Tuesday, January 8, 2013

Stormwater & Clean Water: Another Round

Stormwater regulation under the Clean Water Act has been one of the most significant Clean Water Act disputes over the past few years.  In fact, the Supreme Court decided to hear two cases addressing the degree to which the Clean Water Act can regulate stormwater runoff. Then, mere days before the oral argument of those Supreme Court cases, the U.S. Environmental Protection Agency ("EPA") reversed their administrative decision to regulate the disputed runoff.

However, this stormwater regulation dispute has recently traveled to the Potomac River. Accotink Creek (located in Fairfax County, Virginia) is a significant lower tributary of the Potomac River and has been labeled an "impaired" river by the EPA for water-quality issues.  As an impaired river, Accotink Creek has an established TMDL under the Clean Water Act and is regulated by the EPA.  Last year, Fairfax County and the Virginia Department of Transportation sued the EPA in an attempt to force the EPA to reverse its decision to regulate stormwater runoff from Fairfax County into Accotink Creek alleging that the EPA is violating the Clean Water Act.  Last week, U.S. Eastern District of Virginia Judge Liam O'Grady ruled that the EPA cannot regulate the flow of stormwater runoff (deemed "nonpollutants") into bodies of water.  Judge O'Grady specifically stated that EPA "[c]laiming that the stormwater maximum load is a surrogate for sediment, which is a pollutant and therefore regulable, does not bring stormwater within the ambit of EPA's TMDL authority."  While this stormwater regulation dispute is certainly not over with this District Court decision, it appears that based on (1) EPA's decision regarding reversing its regulation and (2) this Accotink Creek decision, Congress may need to amend the Clean Water Act for stormwater runoff to be regulated by the Federal government.

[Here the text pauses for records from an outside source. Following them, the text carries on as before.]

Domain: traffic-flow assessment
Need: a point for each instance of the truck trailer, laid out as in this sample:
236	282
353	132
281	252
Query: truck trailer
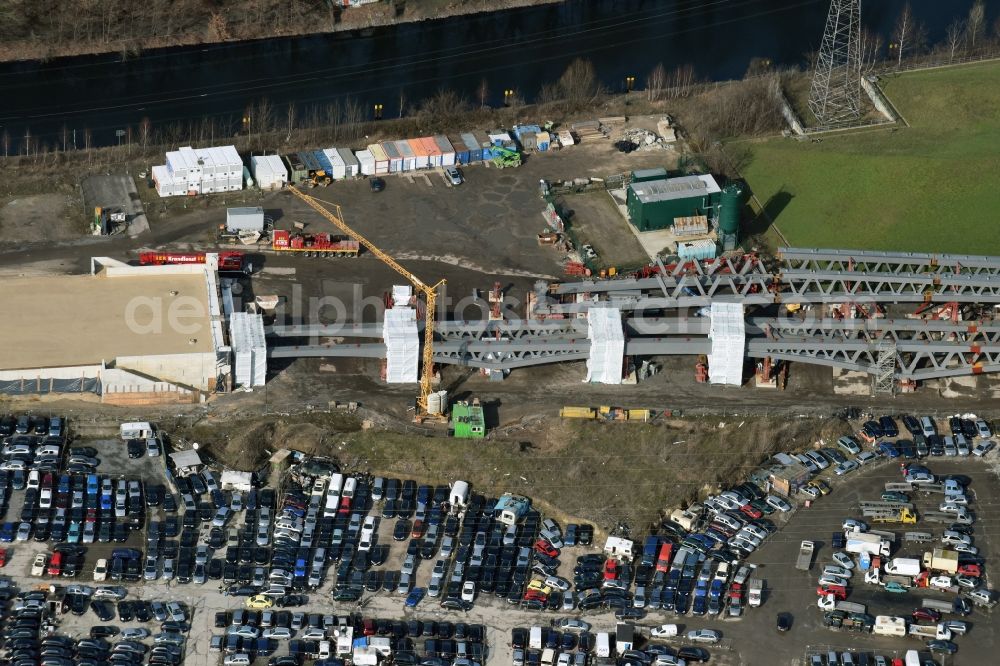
937	632
941	559
873	544
804	560
889	625
903	566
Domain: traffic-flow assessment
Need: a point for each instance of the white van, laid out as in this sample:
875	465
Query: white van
603	646
535	638
136	430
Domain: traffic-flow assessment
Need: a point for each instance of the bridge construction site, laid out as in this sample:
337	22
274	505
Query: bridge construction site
900	318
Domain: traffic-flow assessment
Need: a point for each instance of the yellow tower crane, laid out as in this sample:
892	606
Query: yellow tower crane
429	292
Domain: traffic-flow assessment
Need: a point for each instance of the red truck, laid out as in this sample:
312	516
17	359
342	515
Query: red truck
230	261
322	244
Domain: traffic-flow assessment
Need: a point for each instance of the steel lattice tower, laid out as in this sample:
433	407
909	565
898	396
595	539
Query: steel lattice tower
835	95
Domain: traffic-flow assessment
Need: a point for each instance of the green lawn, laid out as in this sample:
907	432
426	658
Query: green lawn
932	187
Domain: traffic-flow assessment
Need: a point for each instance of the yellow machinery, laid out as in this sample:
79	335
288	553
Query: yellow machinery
429	292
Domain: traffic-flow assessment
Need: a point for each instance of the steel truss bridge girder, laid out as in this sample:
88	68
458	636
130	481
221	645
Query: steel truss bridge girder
887	262
922	349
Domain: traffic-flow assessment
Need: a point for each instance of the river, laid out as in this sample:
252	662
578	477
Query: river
515	49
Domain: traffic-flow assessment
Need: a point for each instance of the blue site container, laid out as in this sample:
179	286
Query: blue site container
699	249
475	149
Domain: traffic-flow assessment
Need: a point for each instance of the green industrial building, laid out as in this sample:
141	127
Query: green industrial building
468	421
654	201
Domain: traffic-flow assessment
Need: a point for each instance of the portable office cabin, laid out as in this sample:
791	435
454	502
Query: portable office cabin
324	162
474	147
351	165
381	159
434	156
484	143
366	162
461	150
423	158
395	159
447	150
296	169
409	160
654	204
312	165
338	170
269	171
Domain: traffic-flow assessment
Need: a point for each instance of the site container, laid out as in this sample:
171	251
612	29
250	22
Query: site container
434	155
461	150
380	158
474	147
447	150
366	161
423	158
395	160
700	249
483	140
409	160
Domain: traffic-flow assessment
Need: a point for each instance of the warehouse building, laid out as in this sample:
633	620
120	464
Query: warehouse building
654	201
130	334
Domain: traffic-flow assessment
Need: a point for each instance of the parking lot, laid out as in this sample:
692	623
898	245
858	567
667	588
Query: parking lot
353	547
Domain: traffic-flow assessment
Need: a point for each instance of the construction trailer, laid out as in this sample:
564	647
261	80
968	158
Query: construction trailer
467	420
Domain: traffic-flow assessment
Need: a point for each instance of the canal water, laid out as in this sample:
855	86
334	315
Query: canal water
518	49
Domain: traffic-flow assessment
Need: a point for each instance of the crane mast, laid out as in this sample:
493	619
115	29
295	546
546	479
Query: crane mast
429	292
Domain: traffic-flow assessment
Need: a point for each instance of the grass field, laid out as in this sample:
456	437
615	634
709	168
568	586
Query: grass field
931	187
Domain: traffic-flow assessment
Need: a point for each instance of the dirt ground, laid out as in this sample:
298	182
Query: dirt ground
39	217
596	220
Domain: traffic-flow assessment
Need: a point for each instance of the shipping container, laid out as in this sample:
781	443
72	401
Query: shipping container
338	167
447	150
475	148
461	150
366	161
434	155
395	160
350	162
269	171
701	249
409	160
381	159
422	157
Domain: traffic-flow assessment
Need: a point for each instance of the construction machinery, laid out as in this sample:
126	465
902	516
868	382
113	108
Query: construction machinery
505	157
314	245
229	261
429	292
319	178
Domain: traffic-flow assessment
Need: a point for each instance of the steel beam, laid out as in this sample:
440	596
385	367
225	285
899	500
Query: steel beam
887	262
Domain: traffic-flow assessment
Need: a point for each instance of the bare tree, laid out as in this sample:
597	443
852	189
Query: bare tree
975	25
953	37
656	81
903	34
870	46
144	129
291	121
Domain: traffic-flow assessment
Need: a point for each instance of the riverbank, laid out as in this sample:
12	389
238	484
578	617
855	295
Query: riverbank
130	27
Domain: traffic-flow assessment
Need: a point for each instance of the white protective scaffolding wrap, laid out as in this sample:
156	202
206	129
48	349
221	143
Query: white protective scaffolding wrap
402	345
728	335
249	349
607	345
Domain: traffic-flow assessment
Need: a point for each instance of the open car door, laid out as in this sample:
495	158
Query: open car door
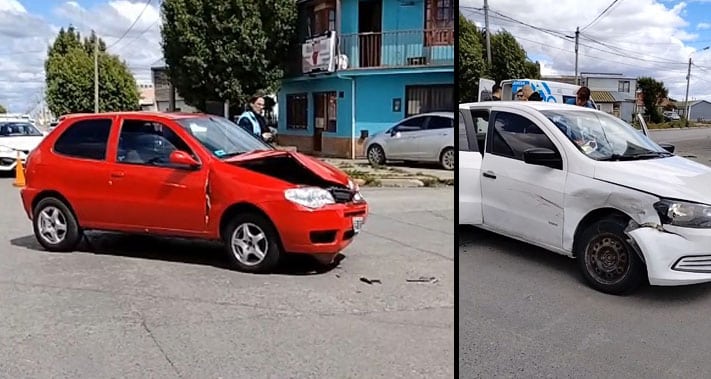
485	86
469	173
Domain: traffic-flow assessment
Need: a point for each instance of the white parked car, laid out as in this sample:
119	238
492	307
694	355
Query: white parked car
426	137
17	137
585	184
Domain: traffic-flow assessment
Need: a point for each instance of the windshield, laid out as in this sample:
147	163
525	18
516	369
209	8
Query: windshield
223	138
601	136
18	129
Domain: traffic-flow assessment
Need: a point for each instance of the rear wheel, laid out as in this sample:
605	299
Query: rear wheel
376	155
607	261
252	243
55	226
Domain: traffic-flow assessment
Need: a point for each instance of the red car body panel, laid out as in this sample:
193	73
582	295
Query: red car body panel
123	197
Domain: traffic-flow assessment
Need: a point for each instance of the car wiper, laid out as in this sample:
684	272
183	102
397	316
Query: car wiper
631	157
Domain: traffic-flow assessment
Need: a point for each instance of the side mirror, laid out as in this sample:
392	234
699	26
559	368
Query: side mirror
668	147
184	159
543	157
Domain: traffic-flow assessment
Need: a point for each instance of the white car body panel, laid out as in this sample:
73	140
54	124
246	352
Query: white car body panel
544	206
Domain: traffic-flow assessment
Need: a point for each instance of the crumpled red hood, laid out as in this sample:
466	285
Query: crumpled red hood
322	169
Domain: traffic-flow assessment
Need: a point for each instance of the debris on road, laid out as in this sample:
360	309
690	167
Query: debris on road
423	279
370	281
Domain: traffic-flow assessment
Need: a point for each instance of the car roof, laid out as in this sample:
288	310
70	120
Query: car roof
536	105
168	115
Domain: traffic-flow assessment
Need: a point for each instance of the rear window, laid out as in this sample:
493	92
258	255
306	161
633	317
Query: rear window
85	139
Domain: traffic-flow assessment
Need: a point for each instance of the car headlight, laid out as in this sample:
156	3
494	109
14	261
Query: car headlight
310	197
684	214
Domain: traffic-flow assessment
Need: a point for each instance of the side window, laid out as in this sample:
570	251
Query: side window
412	125
86	139
148	143
438	122
463	139
514	134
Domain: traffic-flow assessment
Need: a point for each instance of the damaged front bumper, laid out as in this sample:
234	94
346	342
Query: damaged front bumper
674	255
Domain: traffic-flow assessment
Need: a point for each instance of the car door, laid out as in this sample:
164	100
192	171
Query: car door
519	198
149	192
400	142
469	163
438	134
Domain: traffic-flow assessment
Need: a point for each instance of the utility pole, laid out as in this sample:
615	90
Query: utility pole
488	38
96	72
686	100
577	37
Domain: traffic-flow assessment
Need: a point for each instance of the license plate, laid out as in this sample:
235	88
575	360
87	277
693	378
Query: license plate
357	224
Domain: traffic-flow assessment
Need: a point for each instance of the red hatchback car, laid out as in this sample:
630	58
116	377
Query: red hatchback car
187	175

A recent clean-up crew on Accotink Creek  (courtesy of  Friends of Accotink Creek)

Monday, January 7, 2013

Hydraulic Fracturing: Study Progress


Hydraulic fracturing became one of the strongest environmental buzzwords of 2012.  In countless clean water rallies, court cases, and congressional hearings, hydraulic fracturing was placed front and center as either (1) a horrible detriment to our environmental well-being or (2) an economical and efficient method to harness natural gas/petroleum from the earth. Wikiepdia describes the process as merely: “the propagation of fractures in a rock layer, by a pressurized fluid.”  Plainly, hydraulic fracturing or “fracing” breaks rock layers and then injects some type of fluid (sometimes toxic) into the fracture to assist in the extraction of the sought-after natural resource. 

Currently, the U.S. Environmental Protection Agency (“EPA”) is in the process of an ongoing national study to more clearly understand all impacts of this process on the Unites States’ drinking water resources.  This study is expected to be completed by 2014.  That said, a few weeks ago, the EPA released a status update of the study.  Currently, there are no conclusions drawn within this update, but rather it just outlines the basics of the eventual 2014 Final Study.  Until then (and probably still after), hydraulic fracturing will continue to be at the center of environmental controversy due to its wide.spread use and potential detrimental effects on water tables, ground water, rock layers, and drinking water.